Louise Armaindo was one of the earliest professional female cyclists in the United States during the 1890s. She is believed to be among the first women to publicly ride and race a penny-farthing (high-wheel bicycle)—a daring feat at a time when the towering design was considered dangerous even for men, and completely inappropriate for women.

Armaindo competed in grueling endurance races, sometimes riding for hours or days, directly challenging the widespread belief that women were too delicate for athletic competition. Her true gift to women’s bicycling wasn’t just her stamina—it was her visibility. By riding boldly in public, Armaindo helped dismantle medical myths and social fears surrounding women on bicycles.

Tillie Anderson:

Speed, Fame, and Financial Independence


While Armaindo challenged endurance limits, Tillie Anderson shattered speed records. Often called the fastest woman cyclist in the world, Anderson dominated track racing in the 1890s and became one of the highest-paid female athletes of her era.


Her success proved that women could not only compete at elite levels but also earn a living through sport. Anderson’s popularity helped legitimize women’s bicycle racing and forced promoters, fans, and the press to take female athletes seriously.
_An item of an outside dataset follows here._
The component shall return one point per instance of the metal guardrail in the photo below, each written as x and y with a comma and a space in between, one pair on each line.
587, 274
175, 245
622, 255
The Bicycle as a Tool of Liberation

Together, Armaindo and Anderson helped transform the bicycle into more than transportation—it became a vehicle for independence. Their rise coincided with the women’s suffrage movement, and bicycles gave women mobility, freedom of movement, and even influence over fashion, encouraging more practical clothing.

Susan B. Anthony famously said bicycling had “done more to emancipate women than anything else,” and riders like Armaindo and Anderson were living proof of that statement.

Their Lasting Gift to Women

The greatest gift Louise Armaindo and Tillie Anderson gave women was permission—permission to be strong, competitive, visible, and financially independent. Every woman who rides a bicycle today does so on a path they helped carve, one bold ride at a time.